Sawyer miró la habitación cochambrosa antes de contestar.

– Aquí donde estoy, todo parece necesitar un buen barrido y una mano de pintura.

– Consuélate -dijo Jackson-. Cómo pillaste a Sidney Archer en el aeropuerto es la comidilla del día. Todavía no sé cómo lo conseguiste.

– Mucho me temo que agoté la suerte de mi pata de conejo, Ray. Dime que tienes algo para mí. -Sawyer cambió el auricular a la oreja derecha y estiró el brazo izquierdo para aliviar el calambre.

– Sí, señor. ¿Quieres adivinar?

– Ray, tío, te quiero, de verdad que sí, pero anoche mi cama fue un saco de dormir sobre el suelo helado, y no hay ni una parte del cuerpo que no me duela. Para colmo, no tengo calzoncillos limpios, así que a menos que desees que te dispare cuando te vea, habla ya.

– Tranquilo, grandullón. Vale, tenías razón. Sidney Archer visitó el lugar de la catástrofe en mitad de la noche.

– ¿Estás seguro? -Sawyer estaba convencido de que tenía razón, pero por hábito quería una confirmación independiente.

– Uno de los agentes… -Sawyer escuchó el ruido de los papeles que hojeaba Jackson-, el agente Éugene McKenna, estaba de servicio la noche que apareció Sidney Archer. McKenna pensó que era un curioso y le dijo que se marchara, pero entonces ella le habló del marido que estaba en el avión. Sólo quería echar una ojeada; estaba hecha polvo. McKenna se compadeció. Ya sabes, eso de viajar toda la noche para llegar hasta allí y todo lo demás. Le pidió que se identificara, comprobó los datos y después la llevó hasta cerca del cráter para que echara una ojeada. -Jackson hizo una pausa.

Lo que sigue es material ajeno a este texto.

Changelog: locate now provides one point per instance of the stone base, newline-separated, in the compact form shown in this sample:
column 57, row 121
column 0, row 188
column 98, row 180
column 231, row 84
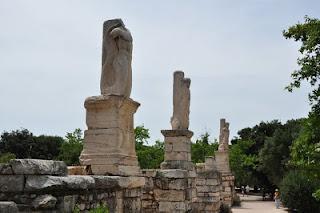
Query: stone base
column 222, row 161
column 109, row 144
column 177, row 149
column 177, row 164
column 167, row 191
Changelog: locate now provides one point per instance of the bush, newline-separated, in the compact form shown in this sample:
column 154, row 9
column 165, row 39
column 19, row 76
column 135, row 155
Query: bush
column 224, row 208
column 236, row 200
column 99, row 209
column 296, row 192
column 6, row 157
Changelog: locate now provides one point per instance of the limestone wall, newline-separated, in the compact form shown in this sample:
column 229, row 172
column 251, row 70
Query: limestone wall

– ¿Y de qué coño nos sirve todo eso? -exclamó Sawyer.

– Tío, sí que estás quisquilloso. Ya llego. Cuando iban hacia el cráter, Archer le preguntó por una bolsa con las iniciales del marido. La había visto en la televisión. Supongo que salió despedida en el momento del impacto, que la encontraron y la pusieron con los demás restos. Y ahora lo importante: ella quería recuperar la bolsa.

Sawyer se sentó, miró a través de la ventana y después volvió a prestar atención al teléfono.

– ¿Qué le dijo McKenna?

– Que se trataba de una prueba y que ni siquiera la tenían allí. Que se la devolverían cuando acabaran con la investigación, algo que podía lardar mucho tiempo.

Sawyer se levantó y, con un gesto mecánico, se sirvió otra taza de café mientras pensaba en la información recibida. Su vejiga tendría que aguantarse.

– Ray, ¿qué dijo exactamente McKenna del aspecto de Archer?